Me pergunto se o mesmo não ocorre na pintura.

E me pergunto o que tudo isso tem a ver com cristais. E porque, para falar de palavras e significâncias, Ponge se vale da imagem disforme da luz contida em um cristal.

Talvez então, a contensão. O que comporta um cristal?

Imagem da luz contida em um cristal.

A estrutura do cristal, pois, não tem nada de disforme, e como coloca o próprio autor, se dá no encadeamento de átomos iguais que ligados entre si pelas mesmas relações, em seu acúmulo, nos mostra sua forma primeira, ao mesmo passo que parecem aprisionar ali certa luz.

“[…] Talvez porque tenhamos aí algo assim como as melhores aproximações concretas à realidade pura, quer dizer, à ideia pura […]”

Como as palavras, capazes de aprisionar significâncias extensas, os cristais comportam também uma rede de relações.

Depois de ler esse texto, minha primeira anotação foi a seguinte:

“Falar uma palavra é pintar uma pintura.”

Certa vez um professor me disse que minhas pinturas eram como biografemas daquilo que eu observava. Ele é escritor.

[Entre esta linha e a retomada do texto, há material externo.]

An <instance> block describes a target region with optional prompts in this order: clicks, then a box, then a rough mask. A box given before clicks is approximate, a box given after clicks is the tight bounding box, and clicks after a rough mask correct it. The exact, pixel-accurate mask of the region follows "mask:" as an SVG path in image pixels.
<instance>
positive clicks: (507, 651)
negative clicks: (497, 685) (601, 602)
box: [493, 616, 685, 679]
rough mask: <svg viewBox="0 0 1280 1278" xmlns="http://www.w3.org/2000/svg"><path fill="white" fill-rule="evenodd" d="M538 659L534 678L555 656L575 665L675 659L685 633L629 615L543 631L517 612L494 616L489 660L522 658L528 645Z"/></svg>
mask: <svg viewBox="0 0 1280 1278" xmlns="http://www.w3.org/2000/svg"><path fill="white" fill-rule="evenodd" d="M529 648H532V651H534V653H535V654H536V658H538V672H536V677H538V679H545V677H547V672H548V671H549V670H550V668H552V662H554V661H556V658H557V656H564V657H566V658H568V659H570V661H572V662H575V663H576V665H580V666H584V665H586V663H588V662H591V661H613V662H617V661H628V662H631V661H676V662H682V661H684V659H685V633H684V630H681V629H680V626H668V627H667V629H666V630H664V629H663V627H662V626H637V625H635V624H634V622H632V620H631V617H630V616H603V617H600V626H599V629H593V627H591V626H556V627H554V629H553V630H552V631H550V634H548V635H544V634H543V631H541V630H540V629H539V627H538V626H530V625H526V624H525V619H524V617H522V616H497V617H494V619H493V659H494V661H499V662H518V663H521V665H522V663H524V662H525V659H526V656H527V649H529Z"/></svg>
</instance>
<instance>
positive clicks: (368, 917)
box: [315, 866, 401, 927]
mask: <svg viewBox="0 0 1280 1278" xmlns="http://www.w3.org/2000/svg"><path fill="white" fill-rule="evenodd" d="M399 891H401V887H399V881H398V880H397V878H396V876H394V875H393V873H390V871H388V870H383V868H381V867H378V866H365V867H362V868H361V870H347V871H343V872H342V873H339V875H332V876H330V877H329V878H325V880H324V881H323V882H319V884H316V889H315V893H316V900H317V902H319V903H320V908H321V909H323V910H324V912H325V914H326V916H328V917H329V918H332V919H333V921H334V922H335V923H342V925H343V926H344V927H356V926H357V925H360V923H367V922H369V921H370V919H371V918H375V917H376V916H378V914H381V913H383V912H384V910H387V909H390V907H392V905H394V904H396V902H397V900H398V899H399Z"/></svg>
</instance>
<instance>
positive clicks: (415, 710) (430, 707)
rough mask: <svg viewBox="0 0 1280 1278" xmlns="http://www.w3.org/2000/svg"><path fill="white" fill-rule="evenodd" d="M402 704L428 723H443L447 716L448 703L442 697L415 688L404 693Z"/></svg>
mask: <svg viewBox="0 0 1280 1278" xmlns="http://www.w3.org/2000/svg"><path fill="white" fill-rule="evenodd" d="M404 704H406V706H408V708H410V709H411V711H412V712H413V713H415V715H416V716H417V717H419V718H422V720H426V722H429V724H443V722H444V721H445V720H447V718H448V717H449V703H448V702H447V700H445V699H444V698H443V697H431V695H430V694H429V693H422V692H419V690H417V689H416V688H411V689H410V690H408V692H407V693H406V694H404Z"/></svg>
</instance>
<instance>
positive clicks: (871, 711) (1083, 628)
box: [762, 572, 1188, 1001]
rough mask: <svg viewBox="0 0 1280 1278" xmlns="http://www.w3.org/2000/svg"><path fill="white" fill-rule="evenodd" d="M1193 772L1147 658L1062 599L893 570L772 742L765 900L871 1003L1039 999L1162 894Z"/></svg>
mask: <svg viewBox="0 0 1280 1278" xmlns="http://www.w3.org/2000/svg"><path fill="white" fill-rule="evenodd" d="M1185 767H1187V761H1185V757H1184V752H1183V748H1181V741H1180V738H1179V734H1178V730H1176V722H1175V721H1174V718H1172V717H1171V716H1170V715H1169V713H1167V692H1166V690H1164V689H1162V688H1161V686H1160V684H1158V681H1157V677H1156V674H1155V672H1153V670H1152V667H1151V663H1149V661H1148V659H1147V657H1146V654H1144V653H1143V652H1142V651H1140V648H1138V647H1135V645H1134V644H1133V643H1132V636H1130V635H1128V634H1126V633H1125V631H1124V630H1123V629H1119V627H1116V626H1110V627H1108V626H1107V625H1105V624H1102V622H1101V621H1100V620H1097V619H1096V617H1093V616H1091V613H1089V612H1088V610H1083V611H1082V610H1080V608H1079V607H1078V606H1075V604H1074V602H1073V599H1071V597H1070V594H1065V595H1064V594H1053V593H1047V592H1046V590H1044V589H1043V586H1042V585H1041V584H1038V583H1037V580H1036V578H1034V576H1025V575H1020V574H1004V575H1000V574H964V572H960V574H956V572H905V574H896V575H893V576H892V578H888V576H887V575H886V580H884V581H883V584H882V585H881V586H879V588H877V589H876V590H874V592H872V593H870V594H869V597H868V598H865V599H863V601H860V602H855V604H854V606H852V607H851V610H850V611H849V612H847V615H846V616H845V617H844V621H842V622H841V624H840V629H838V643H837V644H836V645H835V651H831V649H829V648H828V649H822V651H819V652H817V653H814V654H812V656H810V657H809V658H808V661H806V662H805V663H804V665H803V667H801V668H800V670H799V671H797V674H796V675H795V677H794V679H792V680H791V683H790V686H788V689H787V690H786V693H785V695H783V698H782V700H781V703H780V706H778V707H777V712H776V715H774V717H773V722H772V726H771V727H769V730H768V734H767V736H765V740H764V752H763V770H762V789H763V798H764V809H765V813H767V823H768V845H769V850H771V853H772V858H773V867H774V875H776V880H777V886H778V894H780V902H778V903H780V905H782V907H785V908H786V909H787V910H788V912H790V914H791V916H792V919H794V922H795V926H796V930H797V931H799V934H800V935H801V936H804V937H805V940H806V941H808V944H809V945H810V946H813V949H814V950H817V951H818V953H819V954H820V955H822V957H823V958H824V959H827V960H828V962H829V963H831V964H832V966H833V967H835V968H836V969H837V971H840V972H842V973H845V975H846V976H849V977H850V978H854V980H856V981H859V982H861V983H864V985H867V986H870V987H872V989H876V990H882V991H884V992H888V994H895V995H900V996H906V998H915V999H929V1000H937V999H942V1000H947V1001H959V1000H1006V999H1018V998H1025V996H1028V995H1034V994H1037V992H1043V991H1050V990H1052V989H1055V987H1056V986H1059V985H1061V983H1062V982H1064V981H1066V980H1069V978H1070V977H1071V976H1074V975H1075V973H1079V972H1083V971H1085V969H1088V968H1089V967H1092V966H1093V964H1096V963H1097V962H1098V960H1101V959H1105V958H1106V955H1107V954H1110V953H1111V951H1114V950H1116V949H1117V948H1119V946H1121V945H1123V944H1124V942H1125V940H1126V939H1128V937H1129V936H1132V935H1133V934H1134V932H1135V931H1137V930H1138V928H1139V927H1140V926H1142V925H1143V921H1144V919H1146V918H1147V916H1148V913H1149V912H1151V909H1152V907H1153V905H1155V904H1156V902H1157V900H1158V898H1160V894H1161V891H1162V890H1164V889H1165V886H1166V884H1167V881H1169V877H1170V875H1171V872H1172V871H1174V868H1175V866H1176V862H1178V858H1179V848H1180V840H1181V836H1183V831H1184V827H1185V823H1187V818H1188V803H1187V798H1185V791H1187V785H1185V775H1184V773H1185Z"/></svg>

Biografema, noção encontrada em Roland Barthes, é como que uma escritura que comporta o que poderia ser a dicção de Ponge, mas não necessariamente aplicada às palavras, mas aplicada às coisas do mundo. É uma escrita que se apresenta em forma de notação do tom das coisas do mundo, da subjetividade das coisas do mundo, como a subjetividade comportada no som que passa pela garganta de quem fala. No caso de Barthes, uma notação que comporta o tom dos autores que analisa. Me parece que essa ideia pode ser aplicada a diversas linguagens, uma delas, a pintura, que como na língua, cria um sistema de significantes.

Anne Cauquelin diz que a paisagem acontece por aproximação. Por relação, então. Por fricção. Por pigmento que encontra outro pigmento e já não é mais somente matéria, como a palavra nunca é sem dicção.

Então a paisagem, a pedra e o cristal. O mutismo das coisas, e a forma como elas adquirem voz, ou a forma como quem observa uma pintura dá voz às coisas, assim como quem lê um poema dá dicção às palavras.